Он дрожащими пальцами вынул фотографии из желтого конверта «Кодак». Тщедушный молодой человек с узкими плечами, он совсем не был похож на прыгуна в высоту из телевизионного рекламного ролика. Рот у него был маленький, как у девушки, один угол был словно натянут, и, когда молодой человек улыбался, что случалось с ним очень редко, этот уголок оставался на месте. От правого угла рта вверх к виску шел шрам. Волосы каштановые, коротко остриженные и мягкие, подбородок практически гладкий. С первого взгляда ему часто давали пятнадцать, а перед киносеансами «до восемнадцати» постоянно приходилось показывать паспорт. Он не поднимал вокруг этого шума, он вообще не любил скандалить.

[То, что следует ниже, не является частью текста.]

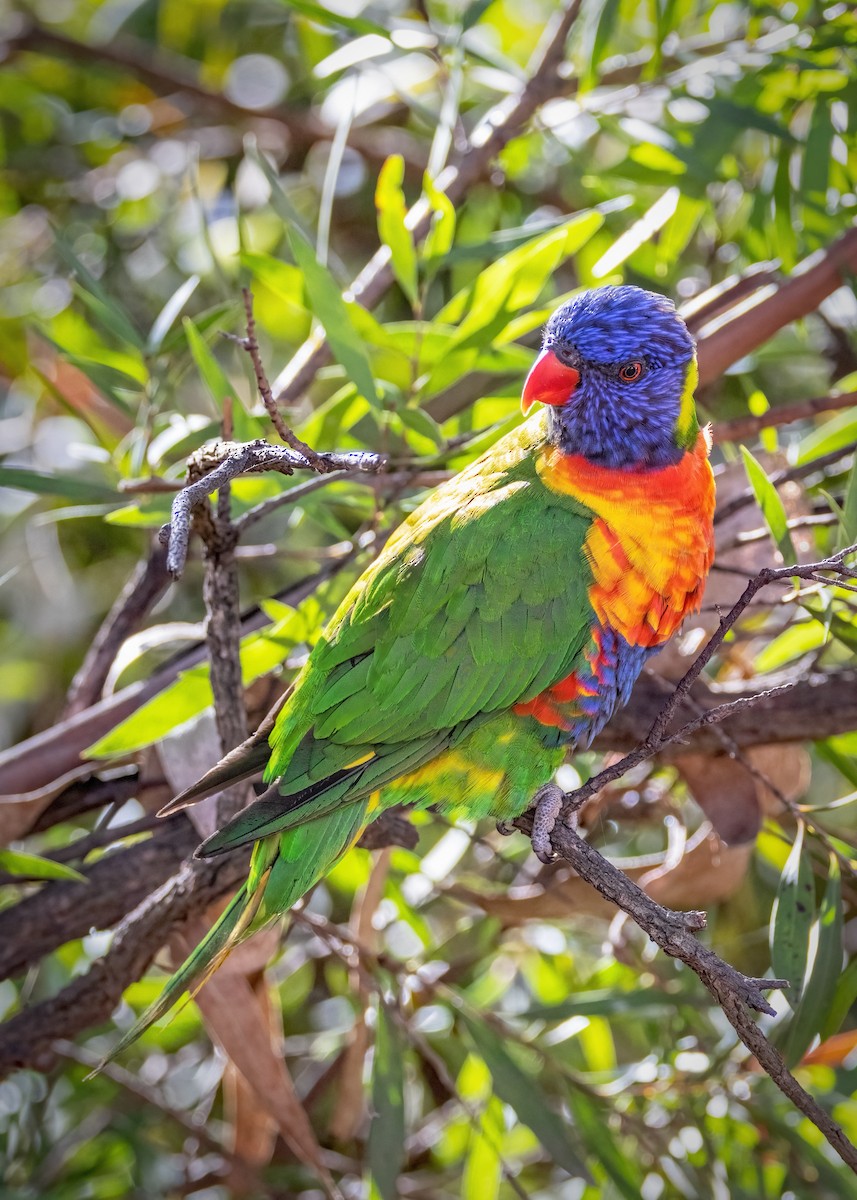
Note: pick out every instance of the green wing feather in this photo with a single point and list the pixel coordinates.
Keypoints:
(478, 601)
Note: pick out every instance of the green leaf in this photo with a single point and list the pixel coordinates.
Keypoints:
(771, 504)
(606, 1002)
(589, 1120)
(525, 1096)
(791, 919)
(327, 16)
(107, 309)
(483, 1167)
(838, 433)
(841, 1001)
(799, 639)
(179, 702)
(42, 483)
(421, 424)
(847, 519)
(825, 971)
(389, 199)
(474, 13)
(213, 375)
(163, 322)
(331, 310)
(604, 31)
(514, 281)
(385, 1149)
(441, 235)
(34, 867)
(785, 239)
(816, 157)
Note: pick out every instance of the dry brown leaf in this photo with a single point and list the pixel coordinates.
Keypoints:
(726, 792)
(351, 1096)
(733, 798)
(241, 1025)
(707, 874)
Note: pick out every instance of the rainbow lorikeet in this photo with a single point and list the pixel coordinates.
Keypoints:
(503, 622)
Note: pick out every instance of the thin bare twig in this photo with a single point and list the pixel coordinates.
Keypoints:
(288, 436)
(226, 461)
(142, 592)
(675, 934)
(657, 737)
(747, 426)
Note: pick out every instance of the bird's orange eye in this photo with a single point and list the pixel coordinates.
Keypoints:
(630, 371)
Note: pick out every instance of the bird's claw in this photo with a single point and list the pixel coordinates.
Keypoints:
(547, 802)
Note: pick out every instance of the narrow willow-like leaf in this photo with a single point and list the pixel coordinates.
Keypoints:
(328, 305)
(791, 919)
(34, 867)
(163, 322)
(108, 310)
(213, 375)
(438, 241)
(389, 199)
(603, 1146)
(771, 504)
(827, 965)
(43, 484)
(385, 1145)
(523, 1093)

Он медленно перебирал фотографии, которые видел бесчисленное количество раз. Но сейчас они выглядели по-другому. Сейчас он искал в них предзнаменования того, что должно было случиться много позже, хотя он, конечно, не знал об этом, когда делал их. Анни, с деревянным молотком в руке, со страшной силой вбивает колышек для палатки. Анни на прыжковой вышке, стройная, как ива, в своем черном купальнике. Анни, спящая в зеленом спальном мешке. Анни на велосипеде, лицо скрыто светлыми волосами. А вот он сам возится с примусом. Вот они вдвоем. Ему пришлось долго ее уговаривать сфотографироваться. Она терпеть не могла позировать перед объективом.
— Хальвор! — закричала бабушка от окна. — Приехал полицейский автомобиль!
— Да, — тихо сказал он.
— Зачем он сюда приехал? — Она вдруг озабоченно посмотрела на него. — Что им надо?
— Это из-за Анни.
— А что с Анни?
— Она мертва.
— Что ты такое говоришь?
Она осторожно проковыляла обратно к стулу и оперлась о ручку.
— Она мертва. Они приехали, чтобы допросить меня. Я знал, что они приедут, я ждал их.
— Почему ты говоришь, что Анни мертва?
— Потому что она мертва! — закричал он. — Она умерла вчера! Звонил ее отец.
— О боже, но почему?
— Ну я-то откуда знаю? Я не знаю почему, я только знаю, что она мертва!
Он спрятал лицо в ладонях. Бабушка, как мешок, опустилась в кресло и стала еще бледнее, чем обычно. У них так долго все шло хорошо. Этого, конечно, не может быть, не может.
Кто-то резко застучал в дверь. Хальвор вздрогнул, положил фотографии под скатерть и пошел открывать. Их было двое. Они какое-то время стояли в проеме и смотрели на него. Было несложно угадать, о чем они думали.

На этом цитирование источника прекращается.